Thursday, May 20, 2010
Franklin Hall B Level 4 (Philadelphia Marriott Downtown)
Background: The ability to repair breakdowns in communication is highly important for children with language deficits, as communicative breakdowns are likely to occur due to phonological, grammatical, or pragmatic difficulties. There is some evidence that individuals with autism have difficulty repairing breakdowns in communication (Geller, 1998; Volden, 2004). Fragile X syndrome (FXS) is the most common known genetic cause of autism. Individuals with FXS also show difficulties in conversational discourse, which may be attributable to comorbid autism (Roberts et al., 2007), although repair skills have not been previously investigated in this population, and so comparisons between children with autism and FXS on this key aspect of pragmatic language are lacking.
Objectives: This study examined communicative repair skills of boys with autism and boys with FXS in order to identify potentially overlapping profiles in this aspect of pragmatic language.
Methods: A structured task tapping communicative repair ability was administered to boys with autism only (n=11), FXS with autism (FXS-A; n=12), and FXS only (FXS-O; n=15), as well as a group of younger typically developing controls (n=11). Boys were asked to describe a set of cartoon pictures. For predetermined pictures, the examiner initiated a stacked sequence of neutral requests for clarification (i.e., Huh?, What?, I didn’t understand) using procedures described by Brinton et al. (1986). Boys’ responses were coded for repair strategy used – no response, repetition, revision (e.g., changing word order), addition (of new information), and inappropriate (e.g., off-topic responses).

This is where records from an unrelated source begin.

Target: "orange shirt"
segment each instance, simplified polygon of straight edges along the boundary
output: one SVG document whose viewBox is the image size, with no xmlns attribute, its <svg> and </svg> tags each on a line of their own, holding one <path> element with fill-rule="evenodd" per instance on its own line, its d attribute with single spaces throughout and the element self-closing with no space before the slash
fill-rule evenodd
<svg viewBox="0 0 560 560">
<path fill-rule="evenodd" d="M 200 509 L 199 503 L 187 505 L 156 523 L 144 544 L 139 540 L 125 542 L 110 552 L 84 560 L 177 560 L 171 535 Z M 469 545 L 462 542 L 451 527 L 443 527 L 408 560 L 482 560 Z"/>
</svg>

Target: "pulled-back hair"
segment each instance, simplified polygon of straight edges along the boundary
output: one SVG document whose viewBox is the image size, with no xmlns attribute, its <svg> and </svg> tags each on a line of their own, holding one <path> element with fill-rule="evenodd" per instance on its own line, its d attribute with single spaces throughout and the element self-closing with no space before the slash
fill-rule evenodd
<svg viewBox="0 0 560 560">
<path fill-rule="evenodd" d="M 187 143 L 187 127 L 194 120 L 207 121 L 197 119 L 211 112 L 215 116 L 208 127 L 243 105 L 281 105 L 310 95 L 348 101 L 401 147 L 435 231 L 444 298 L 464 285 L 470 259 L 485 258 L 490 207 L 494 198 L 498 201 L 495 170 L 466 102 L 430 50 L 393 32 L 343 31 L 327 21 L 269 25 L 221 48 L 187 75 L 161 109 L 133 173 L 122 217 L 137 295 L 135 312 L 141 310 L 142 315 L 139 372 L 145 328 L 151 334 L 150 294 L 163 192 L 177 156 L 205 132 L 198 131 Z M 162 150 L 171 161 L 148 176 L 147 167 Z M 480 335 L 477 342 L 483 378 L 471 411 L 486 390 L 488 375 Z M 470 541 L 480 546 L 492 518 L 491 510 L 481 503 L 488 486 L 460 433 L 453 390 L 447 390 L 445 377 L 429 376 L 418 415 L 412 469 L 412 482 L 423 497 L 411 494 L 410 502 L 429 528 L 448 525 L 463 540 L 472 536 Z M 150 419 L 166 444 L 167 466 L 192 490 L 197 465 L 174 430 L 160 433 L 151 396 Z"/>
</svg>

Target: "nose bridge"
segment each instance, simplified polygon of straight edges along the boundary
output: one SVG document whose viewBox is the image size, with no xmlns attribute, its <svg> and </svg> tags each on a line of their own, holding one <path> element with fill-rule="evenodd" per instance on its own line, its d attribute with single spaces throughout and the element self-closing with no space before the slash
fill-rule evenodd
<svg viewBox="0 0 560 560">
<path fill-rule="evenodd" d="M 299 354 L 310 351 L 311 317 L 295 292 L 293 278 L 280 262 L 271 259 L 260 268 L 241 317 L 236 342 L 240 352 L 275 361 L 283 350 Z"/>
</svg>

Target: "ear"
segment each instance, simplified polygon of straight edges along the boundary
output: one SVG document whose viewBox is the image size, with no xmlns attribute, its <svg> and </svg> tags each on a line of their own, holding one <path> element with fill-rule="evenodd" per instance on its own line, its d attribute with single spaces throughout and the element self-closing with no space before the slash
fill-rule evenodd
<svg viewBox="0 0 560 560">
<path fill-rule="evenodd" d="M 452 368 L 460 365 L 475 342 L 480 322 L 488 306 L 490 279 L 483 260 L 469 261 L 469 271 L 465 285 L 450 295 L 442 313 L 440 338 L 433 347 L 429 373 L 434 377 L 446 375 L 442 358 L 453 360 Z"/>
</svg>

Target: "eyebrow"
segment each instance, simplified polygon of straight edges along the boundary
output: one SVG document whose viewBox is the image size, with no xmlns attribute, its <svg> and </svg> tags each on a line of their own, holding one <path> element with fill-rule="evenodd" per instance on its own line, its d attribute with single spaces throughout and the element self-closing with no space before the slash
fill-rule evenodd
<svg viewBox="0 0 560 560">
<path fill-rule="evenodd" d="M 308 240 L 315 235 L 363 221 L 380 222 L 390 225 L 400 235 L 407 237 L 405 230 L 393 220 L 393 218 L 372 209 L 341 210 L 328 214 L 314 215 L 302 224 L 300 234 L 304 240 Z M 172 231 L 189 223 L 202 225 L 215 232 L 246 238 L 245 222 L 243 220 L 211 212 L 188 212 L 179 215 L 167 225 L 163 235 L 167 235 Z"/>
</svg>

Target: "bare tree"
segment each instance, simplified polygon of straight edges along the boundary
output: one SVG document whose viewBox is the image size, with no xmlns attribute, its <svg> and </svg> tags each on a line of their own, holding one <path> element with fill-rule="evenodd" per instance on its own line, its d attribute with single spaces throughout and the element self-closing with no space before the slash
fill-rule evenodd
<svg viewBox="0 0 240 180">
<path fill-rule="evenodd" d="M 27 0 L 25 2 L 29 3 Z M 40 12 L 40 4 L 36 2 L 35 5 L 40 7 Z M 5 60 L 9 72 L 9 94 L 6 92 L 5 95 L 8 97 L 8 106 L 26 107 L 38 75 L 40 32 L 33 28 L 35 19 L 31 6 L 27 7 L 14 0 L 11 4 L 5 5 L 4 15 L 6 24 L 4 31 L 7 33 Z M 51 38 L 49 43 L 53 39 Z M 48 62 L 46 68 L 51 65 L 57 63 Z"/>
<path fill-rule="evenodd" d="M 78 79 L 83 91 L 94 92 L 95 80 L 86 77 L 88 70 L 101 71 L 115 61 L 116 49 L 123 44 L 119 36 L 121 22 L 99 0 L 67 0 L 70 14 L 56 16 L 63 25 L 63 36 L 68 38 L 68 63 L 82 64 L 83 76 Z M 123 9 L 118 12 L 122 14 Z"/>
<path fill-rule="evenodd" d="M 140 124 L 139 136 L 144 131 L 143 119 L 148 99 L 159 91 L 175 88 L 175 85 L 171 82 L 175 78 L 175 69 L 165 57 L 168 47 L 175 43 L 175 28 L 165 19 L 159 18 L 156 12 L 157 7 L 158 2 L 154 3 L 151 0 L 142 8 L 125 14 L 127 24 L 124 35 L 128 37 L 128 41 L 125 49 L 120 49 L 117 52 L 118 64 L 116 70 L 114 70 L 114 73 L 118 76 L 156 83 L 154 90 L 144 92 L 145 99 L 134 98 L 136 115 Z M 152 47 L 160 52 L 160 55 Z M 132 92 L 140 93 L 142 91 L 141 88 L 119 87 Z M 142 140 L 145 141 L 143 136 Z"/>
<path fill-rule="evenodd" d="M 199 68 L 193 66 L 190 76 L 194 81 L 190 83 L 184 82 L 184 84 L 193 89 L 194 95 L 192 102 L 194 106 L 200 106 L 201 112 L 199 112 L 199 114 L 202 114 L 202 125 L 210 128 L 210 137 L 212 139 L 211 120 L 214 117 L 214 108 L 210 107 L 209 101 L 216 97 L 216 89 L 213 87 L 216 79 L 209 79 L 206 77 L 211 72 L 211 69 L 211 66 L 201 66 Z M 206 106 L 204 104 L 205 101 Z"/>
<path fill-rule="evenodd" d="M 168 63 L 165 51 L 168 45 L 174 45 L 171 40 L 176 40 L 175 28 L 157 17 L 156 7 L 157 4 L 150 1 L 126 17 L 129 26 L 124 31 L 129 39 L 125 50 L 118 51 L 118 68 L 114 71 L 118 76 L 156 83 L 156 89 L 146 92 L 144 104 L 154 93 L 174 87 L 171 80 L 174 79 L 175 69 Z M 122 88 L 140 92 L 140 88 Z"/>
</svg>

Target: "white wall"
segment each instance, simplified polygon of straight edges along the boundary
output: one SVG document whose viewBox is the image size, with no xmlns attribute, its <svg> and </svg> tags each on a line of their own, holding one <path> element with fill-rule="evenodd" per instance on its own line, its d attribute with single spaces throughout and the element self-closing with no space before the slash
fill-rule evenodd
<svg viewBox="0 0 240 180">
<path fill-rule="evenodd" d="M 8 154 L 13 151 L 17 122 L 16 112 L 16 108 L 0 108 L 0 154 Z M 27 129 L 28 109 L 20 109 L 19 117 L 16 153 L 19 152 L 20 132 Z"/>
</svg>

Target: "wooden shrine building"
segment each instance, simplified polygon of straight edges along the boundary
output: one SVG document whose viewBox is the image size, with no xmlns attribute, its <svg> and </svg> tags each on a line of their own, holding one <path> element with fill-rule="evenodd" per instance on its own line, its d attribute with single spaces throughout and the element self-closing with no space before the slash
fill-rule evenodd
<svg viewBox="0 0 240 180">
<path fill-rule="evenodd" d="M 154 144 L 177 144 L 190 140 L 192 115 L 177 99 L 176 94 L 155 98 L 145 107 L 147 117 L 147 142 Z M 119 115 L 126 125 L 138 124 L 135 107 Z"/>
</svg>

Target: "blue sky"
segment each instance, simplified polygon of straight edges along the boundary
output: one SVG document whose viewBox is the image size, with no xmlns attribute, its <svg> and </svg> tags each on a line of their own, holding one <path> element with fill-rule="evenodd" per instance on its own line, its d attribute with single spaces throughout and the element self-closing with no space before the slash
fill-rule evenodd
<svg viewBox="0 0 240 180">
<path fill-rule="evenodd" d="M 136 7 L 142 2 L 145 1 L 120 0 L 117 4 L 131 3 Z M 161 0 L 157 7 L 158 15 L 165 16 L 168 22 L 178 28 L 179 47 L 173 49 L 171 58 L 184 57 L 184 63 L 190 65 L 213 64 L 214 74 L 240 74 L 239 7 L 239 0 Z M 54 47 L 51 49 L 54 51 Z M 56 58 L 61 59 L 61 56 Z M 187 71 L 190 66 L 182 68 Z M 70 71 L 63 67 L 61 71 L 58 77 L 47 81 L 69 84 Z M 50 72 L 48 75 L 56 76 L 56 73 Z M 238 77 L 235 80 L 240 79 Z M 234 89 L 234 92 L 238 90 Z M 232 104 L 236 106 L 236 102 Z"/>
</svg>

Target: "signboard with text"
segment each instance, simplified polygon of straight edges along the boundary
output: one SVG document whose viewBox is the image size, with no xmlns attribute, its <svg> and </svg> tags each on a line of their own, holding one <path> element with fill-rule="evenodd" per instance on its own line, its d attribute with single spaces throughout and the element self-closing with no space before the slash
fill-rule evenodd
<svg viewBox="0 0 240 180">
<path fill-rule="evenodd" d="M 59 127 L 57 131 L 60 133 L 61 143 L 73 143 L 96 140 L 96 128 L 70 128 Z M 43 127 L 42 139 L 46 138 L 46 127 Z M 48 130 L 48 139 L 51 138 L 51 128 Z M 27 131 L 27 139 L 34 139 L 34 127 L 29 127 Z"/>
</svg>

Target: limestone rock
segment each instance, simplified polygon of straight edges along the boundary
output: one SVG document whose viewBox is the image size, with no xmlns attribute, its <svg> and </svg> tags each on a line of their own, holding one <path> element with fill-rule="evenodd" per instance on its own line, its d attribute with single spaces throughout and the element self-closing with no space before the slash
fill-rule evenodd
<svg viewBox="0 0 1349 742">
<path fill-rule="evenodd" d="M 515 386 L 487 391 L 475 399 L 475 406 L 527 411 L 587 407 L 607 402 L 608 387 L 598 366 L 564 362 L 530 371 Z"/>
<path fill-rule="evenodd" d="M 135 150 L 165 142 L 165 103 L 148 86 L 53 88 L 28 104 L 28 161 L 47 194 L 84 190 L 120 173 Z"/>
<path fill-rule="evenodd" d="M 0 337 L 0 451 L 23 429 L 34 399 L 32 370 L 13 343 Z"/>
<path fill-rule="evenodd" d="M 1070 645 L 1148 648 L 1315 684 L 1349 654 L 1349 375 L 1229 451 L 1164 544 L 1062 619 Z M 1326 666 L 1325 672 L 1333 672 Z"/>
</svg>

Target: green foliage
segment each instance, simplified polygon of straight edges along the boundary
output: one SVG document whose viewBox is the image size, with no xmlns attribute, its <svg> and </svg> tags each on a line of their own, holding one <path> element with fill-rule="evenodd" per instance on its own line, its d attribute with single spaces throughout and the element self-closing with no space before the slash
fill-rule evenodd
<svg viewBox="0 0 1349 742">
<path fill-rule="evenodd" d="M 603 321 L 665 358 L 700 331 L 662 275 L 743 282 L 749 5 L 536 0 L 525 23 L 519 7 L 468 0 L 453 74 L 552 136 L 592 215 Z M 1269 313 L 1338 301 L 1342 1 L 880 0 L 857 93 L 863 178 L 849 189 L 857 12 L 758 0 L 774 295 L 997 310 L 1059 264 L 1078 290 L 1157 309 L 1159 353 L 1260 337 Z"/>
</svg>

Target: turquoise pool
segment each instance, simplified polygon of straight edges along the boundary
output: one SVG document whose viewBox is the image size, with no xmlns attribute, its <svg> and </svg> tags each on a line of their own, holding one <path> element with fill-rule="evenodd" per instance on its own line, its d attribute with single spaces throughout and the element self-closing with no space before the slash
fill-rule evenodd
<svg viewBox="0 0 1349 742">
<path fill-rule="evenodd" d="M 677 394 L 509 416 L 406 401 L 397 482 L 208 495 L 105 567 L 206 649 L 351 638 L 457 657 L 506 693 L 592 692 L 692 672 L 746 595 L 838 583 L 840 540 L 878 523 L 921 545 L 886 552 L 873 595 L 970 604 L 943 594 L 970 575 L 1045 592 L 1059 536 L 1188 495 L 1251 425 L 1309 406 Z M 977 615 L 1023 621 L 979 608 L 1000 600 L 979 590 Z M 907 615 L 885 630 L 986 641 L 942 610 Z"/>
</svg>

Results: Statistical analyses controlled for nonverbal mental age and expressive vocabulary skills. Surprisingly, boys with FXS-A repaired the communicative breakdown by adding new information significantly more often than did boys with autism only (51% vs. 43%). Results also revealed many similarities across groups. For all groups, addition and repetition were the most common repair strategies used, with the other strategies occurring less often. Further, all groups varied repair strategies as the breakdown persisted. Finally, boys in all groups were more likely to respond inappropriately or not respond at all to repeated requests for clarification compared with the first request.
Conclusions: The similarity across groups in repair ability suggests that this aspect of pragmatic language may represent a relative strength for boys with autism and FXS. Findings also suggest that communication partners should limit neutral requests for clarification to one or two, since repeated requests may be met with inappropriate or no responses. We continue to examine communicative repair skills in our samples, and will be presenting data on additional children in each group.